A premature newborn, an infant who was born with a life-threatening or persistent condition, or an infant who was born before their due date are the focus of a neonatal nurse’s care. They might work in a critical care unit, intensive care unit, neonatal intensive care unit (NICU; pronounced “nick-you”), trauma unit, or some other type of medical facility. The AACN is in charge of the certification process for these registered nurses.

Cardiovascular Nurse

Cardiovascular Nurse Cardiovascular nurses are employed in healthcare facilities such as hospitals, coronary care units (CCUs), and physician practices to provide medical attention to patients who suffer from heart disease. The American Association of Critical-Care Nurses is the organization in charge of certifying nurses who work in the cardiovascular field (AACN).

Gastroenterology Nurse

Nurses who specialize in the field of gastroenterology provide assistance to patients who suffer from gastrointestinal ailments that affect the stomach and digestive tract. They could offer assistance to physicians while they are performing endoscopies and colonoscopies. The American Board of Certification for Gastroenterology Nurses (ABCGN) is the group in charge of certifying nurses who work in gastroenterology.


Complete a nursing education program that has been granted accreditation. You will need to have either a nursing certificate earned from an RN school that is approved, an associate’s degree in nursing, or a bachelor’s degree in nursing in order to become a nurse.

To become a registered nurse in the United States, one must first take and pass the National Council Licensure Examination (NCLEX-RN).

You need to get a license to practice in the state where you want to work. The requirements are different in each state. Find out more about the specific standards that each state has for RN licensing.


The responsibilities of a registered nurse (RN) might change significantly based on where they work, how long they’ve been a nurse, and the field of nursing in which they specialize. Most of the time, registered nurses have both clinical and administrative responsibilities.


Performing condition assessments on patients and checking their vital signs

Engaging in consultation and cooperation with several other healthcare providers

Participating in the formulation of care plans for patients and performing such functions

Providing patients with the medications and treatments that have been prescribed to them by physicians and other healthcare professionals is a priority.

Providing instruction to both patients and the relatives of those patients

The Registered Nurse is responsible for a number of administrative tasks.

The responsibility of directing and supervising other healthcare professionals, such as licensed practical nurses, certified nursing assistants, and medical assistants,

Controlling and keeping an eye on the apparatus used in medicine

Putting patients through diagnostic testing and reviewing their results

Keeping a record of a patient’s medical history and symptoms


Registered nurses can be found working in medical offices, nursing homes, assisted living facilities, long-term care facilities, hospitals, clinics, as well as in the public sector and educational institutions. The Bureau of Labor Statistics (BLS) did a study on registered nurses and found that most of them work in hospitals.


Location, level of education, the kind of employer one works for, the amount of experience and a variety of other factors all influence salaries.
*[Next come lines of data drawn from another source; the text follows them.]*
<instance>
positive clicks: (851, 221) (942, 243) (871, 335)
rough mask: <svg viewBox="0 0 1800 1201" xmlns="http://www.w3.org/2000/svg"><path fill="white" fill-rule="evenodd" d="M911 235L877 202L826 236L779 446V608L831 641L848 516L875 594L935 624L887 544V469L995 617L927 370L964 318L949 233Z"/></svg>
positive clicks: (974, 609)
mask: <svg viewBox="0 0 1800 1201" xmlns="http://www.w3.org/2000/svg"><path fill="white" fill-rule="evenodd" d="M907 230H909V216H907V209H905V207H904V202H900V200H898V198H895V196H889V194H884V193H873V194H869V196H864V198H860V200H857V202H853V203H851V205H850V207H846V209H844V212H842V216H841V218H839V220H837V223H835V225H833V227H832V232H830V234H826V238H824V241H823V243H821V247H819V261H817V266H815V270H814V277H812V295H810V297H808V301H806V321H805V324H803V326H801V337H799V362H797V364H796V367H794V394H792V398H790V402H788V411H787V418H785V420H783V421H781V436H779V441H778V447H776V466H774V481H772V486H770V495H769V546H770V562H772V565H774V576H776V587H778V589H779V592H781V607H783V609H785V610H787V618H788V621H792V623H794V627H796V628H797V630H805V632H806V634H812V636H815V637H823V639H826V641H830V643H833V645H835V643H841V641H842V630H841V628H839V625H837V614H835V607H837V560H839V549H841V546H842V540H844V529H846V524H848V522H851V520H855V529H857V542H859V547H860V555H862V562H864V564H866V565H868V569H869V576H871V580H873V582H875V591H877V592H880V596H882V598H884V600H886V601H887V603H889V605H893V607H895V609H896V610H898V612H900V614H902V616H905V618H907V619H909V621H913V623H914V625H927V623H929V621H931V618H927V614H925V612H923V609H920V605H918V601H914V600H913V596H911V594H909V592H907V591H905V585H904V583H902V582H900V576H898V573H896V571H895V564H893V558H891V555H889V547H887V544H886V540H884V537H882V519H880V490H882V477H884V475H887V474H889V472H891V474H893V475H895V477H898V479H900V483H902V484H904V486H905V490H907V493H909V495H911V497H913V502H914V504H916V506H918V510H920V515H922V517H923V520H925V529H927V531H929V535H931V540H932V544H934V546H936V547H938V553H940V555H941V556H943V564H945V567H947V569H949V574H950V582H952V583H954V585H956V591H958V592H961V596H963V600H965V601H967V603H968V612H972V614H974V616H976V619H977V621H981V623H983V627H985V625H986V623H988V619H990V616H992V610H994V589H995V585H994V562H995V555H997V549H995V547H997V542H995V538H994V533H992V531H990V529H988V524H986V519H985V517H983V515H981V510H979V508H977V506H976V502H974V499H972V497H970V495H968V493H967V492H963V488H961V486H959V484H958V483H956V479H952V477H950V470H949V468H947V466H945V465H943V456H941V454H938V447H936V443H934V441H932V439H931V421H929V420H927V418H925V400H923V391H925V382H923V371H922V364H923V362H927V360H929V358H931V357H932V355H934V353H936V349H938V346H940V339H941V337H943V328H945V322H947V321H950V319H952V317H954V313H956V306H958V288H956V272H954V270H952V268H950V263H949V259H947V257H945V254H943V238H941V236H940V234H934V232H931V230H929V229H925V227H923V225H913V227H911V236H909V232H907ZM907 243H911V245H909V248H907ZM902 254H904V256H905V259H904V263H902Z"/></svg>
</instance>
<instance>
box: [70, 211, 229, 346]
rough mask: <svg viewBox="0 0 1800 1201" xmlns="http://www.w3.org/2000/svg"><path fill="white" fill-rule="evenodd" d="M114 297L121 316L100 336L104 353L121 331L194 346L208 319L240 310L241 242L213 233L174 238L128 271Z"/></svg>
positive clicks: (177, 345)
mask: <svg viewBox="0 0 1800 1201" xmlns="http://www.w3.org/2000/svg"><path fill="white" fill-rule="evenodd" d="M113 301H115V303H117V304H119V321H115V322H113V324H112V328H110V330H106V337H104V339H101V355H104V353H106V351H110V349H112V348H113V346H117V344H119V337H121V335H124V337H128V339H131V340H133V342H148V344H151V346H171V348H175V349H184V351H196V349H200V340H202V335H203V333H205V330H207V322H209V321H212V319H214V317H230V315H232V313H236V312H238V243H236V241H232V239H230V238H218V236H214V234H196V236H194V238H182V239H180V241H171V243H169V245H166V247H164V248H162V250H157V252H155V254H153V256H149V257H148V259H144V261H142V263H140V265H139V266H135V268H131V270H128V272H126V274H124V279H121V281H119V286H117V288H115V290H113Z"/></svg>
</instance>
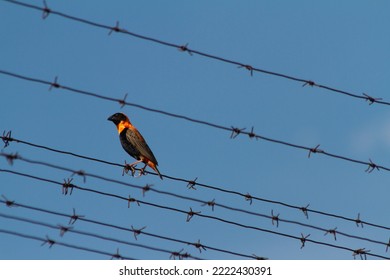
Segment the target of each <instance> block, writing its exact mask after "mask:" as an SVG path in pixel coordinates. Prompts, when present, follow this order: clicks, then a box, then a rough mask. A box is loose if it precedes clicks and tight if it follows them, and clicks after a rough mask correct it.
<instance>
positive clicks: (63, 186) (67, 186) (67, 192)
mask: <svg viewBox="0 0 390 280" xmlns="http://www.w3.org/2000/svg"><path fill="white" fill-rule="evenodd" d="M72 181H73V178H70V179H69V178H68V179H66V180H65V179H64V183H63V184H62V194H63V195H67V194H68V192H69V195H72V192H73V184H71V183H72ZM69 189H70V191H69Z"/></svg>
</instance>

A registered nurse in the United States can anticipate a pay check of approximately $6,900 per month on average. In conclusion, the average registered nurse in the United States earns an average yearly pay of $82,750, which is much more than the average annual salary for all jobs in the country.


The average annual pay of a nurse in the United States of America is higher than the national average salary for all jobs, and this is only one of the many benefits that nurses in the United States of America receive. If becoming a registered nurse in the United States is something you’re really considering, you should read this article.